This week on the Lost premiere: Jack, Kate, and Sawyer (for love triangle purposes, I'll just call them Skack) are in Otherville, which turns out to be a suburban utopia complete with muffins, book clubs, and high-speed access to Australian autopsy reports. Unfortunately for our protagonists, they're being held in the rough part of town.
Jack's in a 24-esque prison cell, where a cute blond named Juliet quickly breaks him like the pansy with daddy issues that he is.
Sawyer's in a bear cage, where he mostly glowers, quips, and figures out how to get a fish biscuit, but much more slowly than the bears did. Heh. Sawyer's dumber than your average bear.

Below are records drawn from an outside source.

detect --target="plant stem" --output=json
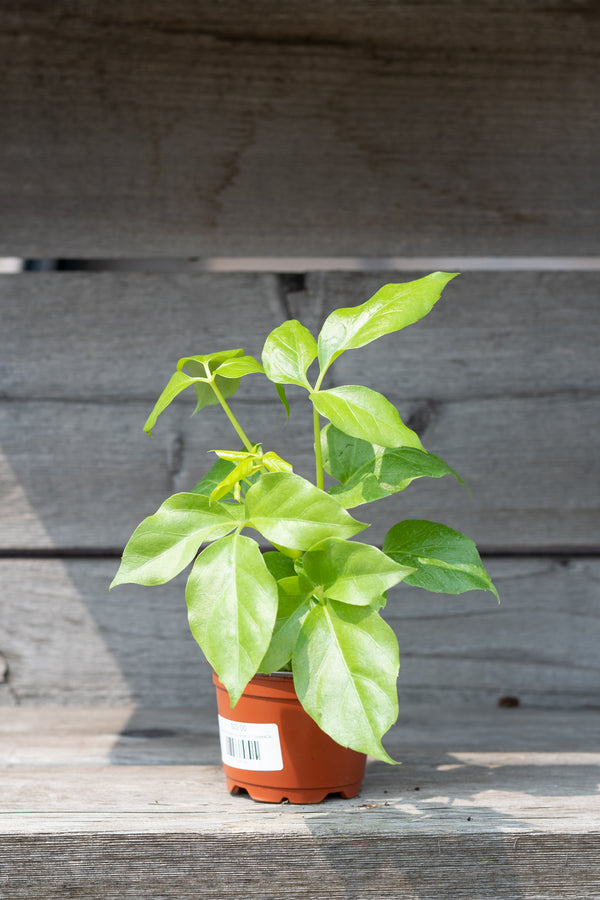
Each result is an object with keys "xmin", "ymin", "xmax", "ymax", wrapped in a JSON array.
[
  {"xmin": 210, "ymin": 381, "xmax": 254, "ymax": 451},
  {"xmin": 313, "ymin": 367, "xmax": 328, "ymax": 490},
  {"xmin": 313, "ymin": 409, "xmax": 324, "ymax": 490}
]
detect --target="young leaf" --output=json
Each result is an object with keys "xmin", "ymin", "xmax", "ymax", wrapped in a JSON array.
[
  {"xmin": 310, "ymin": 384, "xmax": 423, "ymax": 450},
  {"xmin": 303, "ymin": 538, "xmax": 414, "ymax": 606},
  {"xmin": 191, "ymin": 460, "xmax": 241, "ymax": 497},
  {"xmin": 177, "ymin": 347, "xmax": 244, "ymax": 377},
  {"xmin": 185, "ymin": 534, "xmax": 277, "ymax": 708},
  {"xmin": 263, "ymin": 550, "xmax": 296, "ymax": 581},
  {"xmin": 111, "ymin": 493, "xmax": 243, "ymax": 588},
  {"xmin": 215, "ymin": 356, "xmax": 265, "ymax": 378},
  {"xmin": 383, "ymin": 519, "xmax": 498, "ymax": 597},
  {"xmin": 321, "ymin": 424, "xmax": 464, "ymax": 509},
  {"xmin": 275, "ymin": 384, "xmax": 290, "ymax": 421},
  {"xmin": 209, "ymin": 454, "xmax": 254, "ymax": 503},
  {"xmin": 262, "ymin": 319, "xmax": 317, "ymax": 391},
  {"xmin": 292, "ymin": 600, "xmax": 399, "ymax": 763},
  {"xmin": 258, "ymin": 575, "xmax": 313, "ymax": 675},
  {"xmin": 246, "ymin": 472, "xmax": 368, "ymax": 550},
  {"xmin": 318, "ymin": 272, "xmax": 458, "ymax": 371},
  {"xmin": 144, "ymin": 372, "xmax": 199, "ymax": 435},
  {"xmin": 182, "ymin": 348, "xmax": 244, "ymax": 415},
  {"xmin": 261, "ymin": 450, "xmax": 294, "ymax": 472}
]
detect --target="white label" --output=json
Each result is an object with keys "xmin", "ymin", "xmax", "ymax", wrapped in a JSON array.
[{"xmin": 219, "ymin": 716, "xmax": 283, "ymax": 772}]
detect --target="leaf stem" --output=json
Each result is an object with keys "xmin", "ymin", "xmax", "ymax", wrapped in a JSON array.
[
  {"xmin": 313, "ymin": 407, "xmax": 324, "ymax": 490},
  {"xmin": 210, "ymin": 381, "xmax": 254, "ymax": 453}
]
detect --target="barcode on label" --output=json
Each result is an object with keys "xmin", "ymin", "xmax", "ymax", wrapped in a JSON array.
[
  {"xmin": 225, "ymin": 735, "xmax": 260, "ymax": 760},
  {"xmin": 219, "ymin": 716, "xmax": 283, "ymax": 772}
]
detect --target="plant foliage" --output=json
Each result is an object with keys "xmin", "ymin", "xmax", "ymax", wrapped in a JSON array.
[{"xmin": 111, "ymin": 272, "xmax": 497, "ymax": 762}]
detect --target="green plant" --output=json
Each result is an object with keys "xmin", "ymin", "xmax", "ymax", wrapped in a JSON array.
[{"xmin": 111, "ymin": 272, "xmax": 497, "ymax": 762}]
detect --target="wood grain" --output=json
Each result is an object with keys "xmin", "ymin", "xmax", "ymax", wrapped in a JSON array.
[
  {"xmin": 0, "ymin": 0, "xmax": 600, "ymax": 257},
  {"xmin": 0, "ymin": 706, "xmax": 600, "ymax": 900},
  {"xmin": 0, "ymin": 271, "xmax": 600, "ymax": 403},
  {"xmin": 0, "ymin": 272, "xmax": 600, "ymax": 551},
  {"xmin": 0, "ymin": 558, "xmax": 600, "ymax": 709}
]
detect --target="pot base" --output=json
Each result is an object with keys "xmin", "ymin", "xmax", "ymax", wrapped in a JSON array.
[
  {"xmin": 225, "ymin": 775, "xmax": 361, "ymax": 803},
  {"xmin": 213, "ymin": 673, "xmax": 366, "ymax": 803}
]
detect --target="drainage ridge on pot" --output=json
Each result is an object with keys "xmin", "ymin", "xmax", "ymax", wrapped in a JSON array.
[{"xmin": 213, "ymin": 672, "xmax": 366, "ymax": 803}]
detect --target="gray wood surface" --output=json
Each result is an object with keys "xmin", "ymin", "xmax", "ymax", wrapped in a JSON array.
[
  {"xmin": 0, "ymin": 0, "xmax": 600, "ymax": 257},
  {"xmin": 0, "ymin": 706, "xmax": 600, "ymax": 900},
  {"xmin": 0, "ymin": 272, "xmax": 600, "ymax": 550},
  {"xmin": 0, "ymin": 558, "xmax": 600, "ymax": 709}
]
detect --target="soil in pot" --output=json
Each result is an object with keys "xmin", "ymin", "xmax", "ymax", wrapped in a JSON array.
[{"xmin": 213, "ymin": 672, "xmax": 366, "ymax": 803}]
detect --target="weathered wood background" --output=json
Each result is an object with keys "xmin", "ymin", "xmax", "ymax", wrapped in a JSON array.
[{"xmin": 0, "ymin": 0, "xmax": 600, "ymax": 706}]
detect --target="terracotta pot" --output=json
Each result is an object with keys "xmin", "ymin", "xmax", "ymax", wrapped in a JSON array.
[{"xmin": 213, "ymin": 672, "xmax": 366, "ymax": 803}]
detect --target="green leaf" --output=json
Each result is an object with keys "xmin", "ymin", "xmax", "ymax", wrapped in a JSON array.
[
  {"xmin": 144, "ymin": 372, "xmax": 199, "ymax": 435},
  {"xmin": 111, "ymin": 493, "xmax": 243, "ymax": 588},
  {"xmin": 310, "ymin": 384, "xmax": 423, "ymax": 450},
  {"xmin": 292, "ymin": 600, "xmax": 399, "ymax": 763},
  {"xmin": 209, "ymin": 454, "xmax": 254, "ymax": 503},
  {"xmin": 246, "ymin": 472, "xmax": 368, "ymax": 550},
  {"xmin": 177, "ymin": 347, "xmax": 244, "ymax": 377},
  {"xmin": 191, "ymin": 451, "xmax": 241, "ymax": 497},
  {"xmin": 263, "ymin": 550, "xmax": 296, "ymax": 581},
  {"xmin": 303, "ymin": 538, "xmax": 414, "ymax": 606},
  {"xmin": 215, "ymin": 356, "xmax": 265, "ymax": 378},
  {"xmin": 177, "ymin": 348, "xmax": 244, "ymax": 415},
  {"xmin": 321, "ymin": 425, "xmax": 466, "ymax": 509},
  {"xmin": 275, "ymin": 384, "xmax": 290, "ymax": 421},
  {"xmin": 261, "ymin": 450, "xmax": 294, "ymax": 472},
  {"xmin": 262, "ymin": 319, "xmax": 317, "ymax": 391},
  {"xmin": 318, "ymin": 272, "xmax": 458, "ymax": 371},
  {"xmin": 185, "ymin": 534, "xmax": 277, "ymax": 708},
  {"xmin": 383, "ymin": 519, "xmax": 498, "ymax": 597},
  {"xmin": 258, "ymin": 575, "xmax": 313, "ymax": 675}
]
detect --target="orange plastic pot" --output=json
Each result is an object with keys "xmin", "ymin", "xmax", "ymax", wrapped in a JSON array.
[{"xmin": 213, "ymin": 672, "xmax": 366, "ymax": 803}]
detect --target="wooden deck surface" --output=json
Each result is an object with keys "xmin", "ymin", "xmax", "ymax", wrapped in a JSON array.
[{"xmin": 0, "ymin": 706, "xmax": 600, "ymax": 900}]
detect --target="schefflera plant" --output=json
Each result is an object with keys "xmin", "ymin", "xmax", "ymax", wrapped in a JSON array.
[{"xmin": 111, "ymin": 272, "xmax": 498, "ymax": 762}]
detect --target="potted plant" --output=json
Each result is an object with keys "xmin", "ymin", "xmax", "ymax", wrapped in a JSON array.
[{"xmin": 111, "ymin": 272, "xmax": 498, "ymax": 802}]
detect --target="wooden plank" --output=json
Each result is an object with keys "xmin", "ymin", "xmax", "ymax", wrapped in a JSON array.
[
  {"xmin": 0, "ymin": 706, "xmax": 600, "ymax": 900},
  {"xmin": 0, "ymin": 273, "xmax": 600, "ymax": 549},
  {"xmin": 0, "ymin": 272, "xmax": 286, "ymax": 402},
  {"xmin": 0, "ymin": 832, "xmax": 600, "ymax": 900},
  {"xmin": 0, "ymin": 272, "xmax": 600, "ymax": 403},
  {"xmin": 0, "ymin": 0, "xmax": 600, "ymax": 257},
  {"xmin": 0, "ymin": 558, "xmax": 600, "ymax": 709},
  {"xmin": 0, "ymin": 396, "xmax": 600, "ymax": 552}
]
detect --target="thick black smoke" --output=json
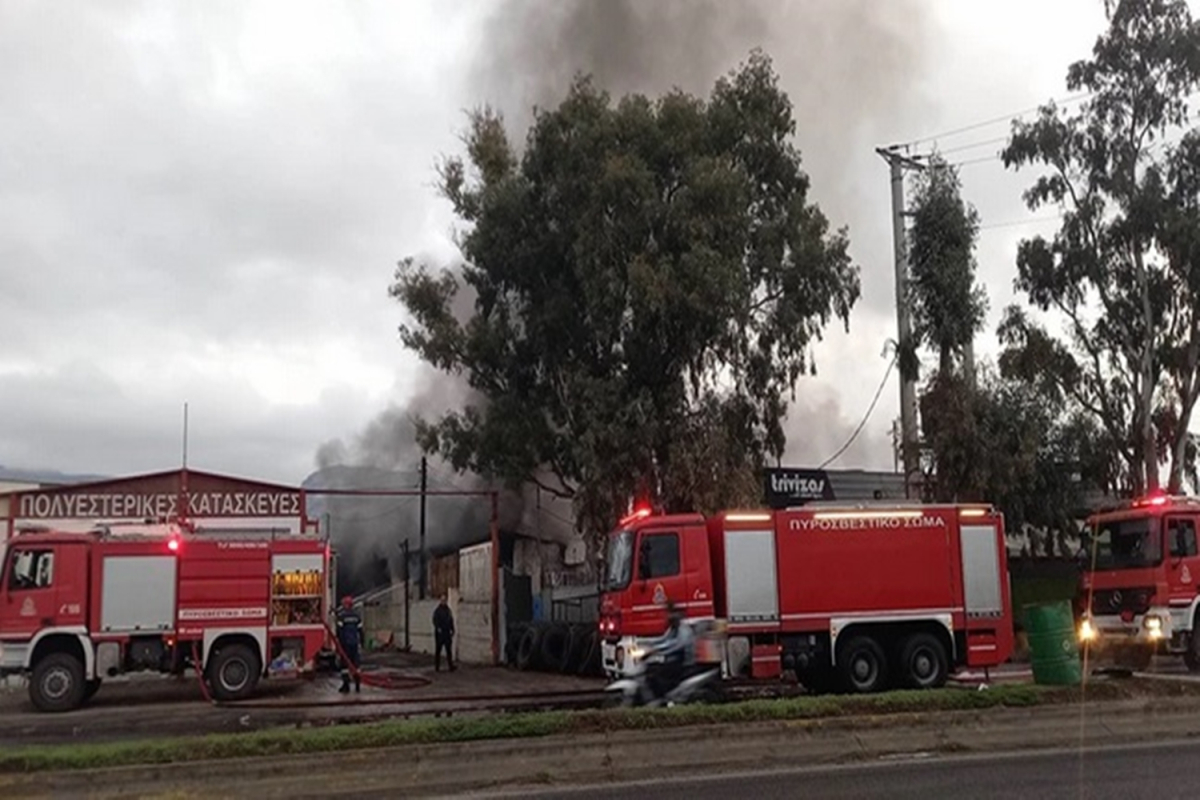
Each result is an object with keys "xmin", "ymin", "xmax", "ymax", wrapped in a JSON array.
[
  {"xmin": 472, "ymin": 0, "xmax": 936, "ymax": 469},
  {"xmin": 305, "ymin": 374, "xmax": 522, "ymax": 594},
  {"xmin": 310, "ymin": 0, "xmax": 929, "ymax": 582}
]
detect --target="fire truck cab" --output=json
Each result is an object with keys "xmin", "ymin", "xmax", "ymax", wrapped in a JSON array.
[
  {"xmin": 1080, "ymin": 494, "xmax": 1200, "ymax": 672},
  {"xmin": 0, "ymin": 524, "xmax": 331, "ymax": 711}
]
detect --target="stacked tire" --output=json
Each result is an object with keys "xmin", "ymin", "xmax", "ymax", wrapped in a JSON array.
[{"xmin": 506, "ymin": 621, "xmax": 601, "ymax": 675}]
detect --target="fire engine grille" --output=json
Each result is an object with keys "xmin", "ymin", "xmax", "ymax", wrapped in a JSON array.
[{"xmin": 1092, "ymin": 587, "xmax": 1154, "ymax": 614}]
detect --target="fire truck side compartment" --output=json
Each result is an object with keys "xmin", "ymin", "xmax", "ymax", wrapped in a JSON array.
[
  {"xmin": 100, "ymin": 555, "xmax": 176, "ymax": 633},
  {"xmin": 959, "ymin": 525, "xmax": 1004, "ymax": 616},
  {"xmin": 725, "ymin": 530, "xmax": 779, "ymax": 624}
]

Kate gets to don a dress and handcuffs for a beachside breakfast with The Artist Formerly Known as Henry Gale. TAFKAHG tells her to enjoy, because the next two weeks are going to be rough. Oh, shit. Two weeks in Lost time is like a full television season in the real world.
The rest of the Losties are nowhere to be found. We still have no idea whether Locke, Desmond, and Mr. Eko are alive after the hatch-splosion. Wait, that's not true. The actors' names are all in the opening credits. Mystery solved. However, I wish episode 3.1 could have tackled at least one question instead of dwelling, once again, on a Jack flashback (Jackback?) in which our hero is so put upon by the world. Sorry, when I consider the tragic backstories of other characters (Locke's dad stole his KIDNEY??? Sawyer witnessed his parents' murder-suicide???) I can't drudge up much sympathy for a self-rigteous jackass with such garden-variety problems as a drunk dad and a cheatin' wife.
Now, I'm not one to complain about Lost's deliberate pacing and cornucopia of mysteries. I enjoy its multilayered WTF-ness; it's what keeps me coming back. However, I agree with one Television Without Pity poster who said that the trouble with the show is that when it does answer questions, it only addresses the whats, never the whys or hows. For example:
Q: What cause the plane to crash?
A: An electromagnetic pulse emitted by the hatch.
Q: But... why? Why did the hatch have world-destroying electromagnetism that was diffused by pushing a button? Who made it so? Now that the hatch exploded, where does the EMP go? How will that effect the island?
A: Shut the fuck up.
My advice to the Lost team: Get crackin' on those whys soon, or you'll soon end up with a X-Files Season 11 mess. Also: Sawyer looks warm in that cage in the middle of the jungle. Maybe he should take his clothes off.